The Project Management Toolkit: What is really needed to make project work simple and effective?

Kathrin Jungwirth, Wednesday 15 January 2020 | Reading time: unknown

When project teams have to manage their projects with unsuitable tools, this usually ends in frustration, mistakes or completely failed projects. But you can easily prevent this in advance: Take a look at your project management toolkit. 

Imagine the following situation: You have just moved into your first own apartment and some of your friends have helped you. Now you want to assemble the new furniture together. In doing so, you realize that you only have a spoon as a tool. It will work somehow, you think to yourself and just get started. A few hours later, all the furniture is actually in place and it was quite funny to have turned the spoon into a hammer and screwdriver. Relieved that everything went well, you can consider the project "moving and furniture assembly" a success. Until you have the next move planned and find out again: you only have a spoon as a tool to use.

The first time, you took the whole thing with a sense of humor. You might even have felt some pride that you have successfully reached your goal under difficult circumstances. But now you are annoyed that you have learned nothing from it and have to work with the wrong tools again. This is exactly how it feels for many project teams that have to manage their projects with unsuitable tools again and again. This creates unnecessary frustration, leads to mistakes and to failed projects.

Check your project management toolkit!

Just try to avoid this in advance: Take a critical look at the status quo when you first encounter problems in the projects.  Find out how and with which tools your team is currently managing the project work.

  1. Which tools are currently used for project work?
  2. What causes loss of time and what causes frequent errors?

With the answers you then check your current toolkit.

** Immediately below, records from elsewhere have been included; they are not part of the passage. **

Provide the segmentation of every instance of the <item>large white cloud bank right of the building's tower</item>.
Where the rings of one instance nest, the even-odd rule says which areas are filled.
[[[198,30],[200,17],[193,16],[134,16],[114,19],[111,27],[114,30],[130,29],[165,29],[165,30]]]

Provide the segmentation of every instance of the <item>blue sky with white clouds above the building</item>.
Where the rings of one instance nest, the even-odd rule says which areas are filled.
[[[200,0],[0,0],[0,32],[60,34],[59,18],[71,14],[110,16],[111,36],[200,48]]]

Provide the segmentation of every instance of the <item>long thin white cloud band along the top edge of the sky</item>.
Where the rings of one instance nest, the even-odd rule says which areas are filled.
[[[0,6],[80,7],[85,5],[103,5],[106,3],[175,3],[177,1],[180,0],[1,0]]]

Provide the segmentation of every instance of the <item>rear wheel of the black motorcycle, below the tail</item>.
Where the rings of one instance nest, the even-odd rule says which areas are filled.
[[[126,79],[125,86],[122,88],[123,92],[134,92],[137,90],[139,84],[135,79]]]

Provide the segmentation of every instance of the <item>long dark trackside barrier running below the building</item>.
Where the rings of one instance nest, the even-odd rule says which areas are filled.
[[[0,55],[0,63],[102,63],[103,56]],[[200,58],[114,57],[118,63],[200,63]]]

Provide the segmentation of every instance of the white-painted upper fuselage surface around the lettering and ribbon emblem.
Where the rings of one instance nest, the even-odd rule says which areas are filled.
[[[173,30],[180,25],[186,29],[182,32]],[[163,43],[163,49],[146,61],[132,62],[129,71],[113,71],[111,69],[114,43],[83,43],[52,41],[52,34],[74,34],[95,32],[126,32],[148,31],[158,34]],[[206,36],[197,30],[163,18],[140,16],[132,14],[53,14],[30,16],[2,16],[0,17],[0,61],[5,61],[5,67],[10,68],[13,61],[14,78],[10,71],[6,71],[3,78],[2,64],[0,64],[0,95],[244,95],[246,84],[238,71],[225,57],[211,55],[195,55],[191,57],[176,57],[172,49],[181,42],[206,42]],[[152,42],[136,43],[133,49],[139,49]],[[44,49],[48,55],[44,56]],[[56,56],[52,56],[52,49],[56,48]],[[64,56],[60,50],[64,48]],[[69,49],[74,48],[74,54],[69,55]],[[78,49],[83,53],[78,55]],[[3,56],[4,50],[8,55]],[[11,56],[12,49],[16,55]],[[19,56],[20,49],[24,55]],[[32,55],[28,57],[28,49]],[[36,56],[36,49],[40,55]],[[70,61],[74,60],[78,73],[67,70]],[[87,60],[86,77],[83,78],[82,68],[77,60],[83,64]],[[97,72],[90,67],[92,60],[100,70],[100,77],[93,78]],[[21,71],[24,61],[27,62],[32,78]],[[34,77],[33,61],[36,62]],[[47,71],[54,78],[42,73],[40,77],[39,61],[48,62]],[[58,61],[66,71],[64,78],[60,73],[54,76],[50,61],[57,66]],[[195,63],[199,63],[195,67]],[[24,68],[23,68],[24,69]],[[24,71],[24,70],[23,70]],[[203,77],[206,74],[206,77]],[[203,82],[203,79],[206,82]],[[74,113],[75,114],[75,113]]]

You will find that there are some spoons in use where a hammer or screwdriver is actually needed. You will also find that some saws that were purchased some time ago are lying around unused - simply because nothing needs to be sawn, or because nobody knew about the purchase.

It is therefore important to first reassign the existing tools to their actual field of use, and to acknowledge the limits of the tools' possible purposes. Now you can ask the third question: 3. What is needed to work easier and better?

You will come across the phenomenon that some people in the team have become experts in using the wrong tool. After assessing the situation and the tools, they will answer: "Oh, that's all right. It has worked so far." If you tidy up your toolkit, you will encounter resistance on the one hand. On the other hand, people tend to fall into euphoria and start to wish for every new tool that comes into their mind.

The perfect tool for each project team member

There is no such thing as the perfect tool, and yet it is precisely in project management that people are still looking for it. This is also shown by the fact that companies looking for a project management solution indirectly call on project management tool manufacturers for a "feature battle": The requirements catalogue is a diverse mixture of all imaginable features that have been collected in advance in all departments. In the end, the solution that can tick the most boxes wins.

In the worst case the result looks like this: Mr. Miller needs a hammer and now has a professional toolkit. He opens it, searches all six drawers, only to find that there is no hammer. In his distress he reaches for an impact drill. But for the impact drill he needs an adapter for which he has to apply for and has to wait for 10 days. Mr. Miller rightly wonders why he is being made so difficult and finally reaches for a spoon again.

So when searching for a project management software do not aim to get as much as possible for your investment. Make sure that the purchase is tailored to the needs of those who will have to use the tool on a daily basis.